第1楽章、ジグザグと波を蹴立てて驀進する完全5度の響の機動力。全員、躍動するボウイングがまさに波頭のごとく砕けてはまた盛り上がり、と、これを聴いただけでワクワクの、まさにプレスト・コン・フォーコだ。なぜか日本のダダイスト詩人高橋新吉の『皿』(皿 皿 皿 皿・・・と皿が続き、皿を割れば倦怠の響きが出る、で終わる詩)を思い出したが、このプレストは無論倦怠なんぞでなく、その皿の積み上がる勢い、ダダに潜む撃破力がこの音楽にダブったわけ。第2楽章は憂鬱、怪奇に、だそうだが、虫の羽音みたいな始まりにメロディーが乗っかってゆく。リズムは16分音符から3連符、32分音符と細分化され、憂鬱というより細密な幽暗画を思わせる。彼らはとても鋭敏な感覚で弾き分けた。

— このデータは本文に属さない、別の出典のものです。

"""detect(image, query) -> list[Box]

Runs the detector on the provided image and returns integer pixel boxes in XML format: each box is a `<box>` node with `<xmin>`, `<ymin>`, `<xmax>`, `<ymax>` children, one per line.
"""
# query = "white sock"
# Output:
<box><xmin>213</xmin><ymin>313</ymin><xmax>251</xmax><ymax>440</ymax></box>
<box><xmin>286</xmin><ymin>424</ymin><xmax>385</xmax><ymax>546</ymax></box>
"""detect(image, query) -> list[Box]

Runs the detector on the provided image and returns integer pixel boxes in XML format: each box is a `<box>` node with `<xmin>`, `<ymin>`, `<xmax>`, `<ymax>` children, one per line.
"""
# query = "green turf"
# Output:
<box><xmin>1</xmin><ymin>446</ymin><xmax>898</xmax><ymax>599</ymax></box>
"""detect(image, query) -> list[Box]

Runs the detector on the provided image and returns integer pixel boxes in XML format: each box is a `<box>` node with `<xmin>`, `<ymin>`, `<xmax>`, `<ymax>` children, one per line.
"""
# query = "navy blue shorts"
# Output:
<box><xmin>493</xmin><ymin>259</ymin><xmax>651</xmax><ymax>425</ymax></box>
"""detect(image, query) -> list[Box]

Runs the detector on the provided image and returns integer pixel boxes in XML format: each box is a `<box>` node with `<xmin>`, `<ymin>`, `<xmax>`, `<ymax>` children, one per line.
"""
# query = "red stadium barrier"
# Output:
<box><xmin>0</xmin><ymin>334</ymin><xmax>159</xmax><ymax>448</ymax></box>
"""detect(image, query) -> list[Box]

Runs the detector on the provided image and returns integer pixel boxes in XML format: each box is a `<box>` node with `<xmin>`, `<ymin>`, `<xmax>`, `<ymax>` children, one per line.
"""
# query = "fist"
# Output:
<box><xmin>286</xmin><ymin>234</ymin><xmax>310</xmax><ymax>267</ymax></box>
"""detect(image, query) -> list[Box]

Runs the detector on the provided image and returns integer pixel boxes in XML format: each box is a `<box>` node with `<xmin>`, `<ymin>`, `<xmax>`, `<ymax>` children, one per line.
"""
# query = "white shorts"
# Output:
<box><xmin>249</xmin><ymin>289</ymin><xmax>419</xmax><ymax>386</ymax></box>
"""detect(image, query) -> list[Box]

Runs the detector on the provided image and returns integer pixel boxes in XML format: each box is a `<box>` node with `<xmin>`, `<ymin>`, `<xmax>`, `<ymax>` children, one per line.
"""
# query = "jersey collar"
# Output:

第3楽章はスロヴァキア風ダンスで、ここでも完全5度が多用され、ピチカートやフラジオレットが魅力的なアクセントで弾む。第4楽章はアンダンテ・モルト・ソステヌートで12音技法を用いているが、とりわけヴィオラのソロに静かな訴求力があった。最後、チェロのピチカートを背後にそっと溶暗するヴァイオリン・・・なんとも言えないその余情。
池辺はヴァイオリンとチェロが変拍子で猛烈に絡み合うスリリングな展開。そのビートの快感たるや、こちらも腰が浮く。クライマックスのアドリブ部分は、二人とも丁々発止の激走。終わりに、ダダンと足を踏みならす、というか、床を蹴り飛ばすというか(もちろんこれも音としての仕掛け)、それで「おしまい!」というのも痛快、カッコよかったです。
というわけで、私の耳にはゲストの篠笛のソロやジェイコブ作品は霞んでしまった。 ジェイコブはリコーダーを篠笛で演奏したのだが、フルートのようでありながら、そのピッチの揺らぎが弦楽と相まって不思議な感触ではあった。
ベートーヴェンは、やはり常設カルテットでないだけに荷が重かった印象。それぞれ実力派、響きのバランスも良いのだけれど(特にチェロとヴィオラの支えがいい)、作品の掘り下げが不足。
キレの良い、とても魅力あるカルテットで、各ソロ部分でも充分聴かせてくれるから、今後のあり方、プログラムなど、いろいろ検討してくれたら、と思う(今回の篠笛も一工夫には違いなかったけれど)。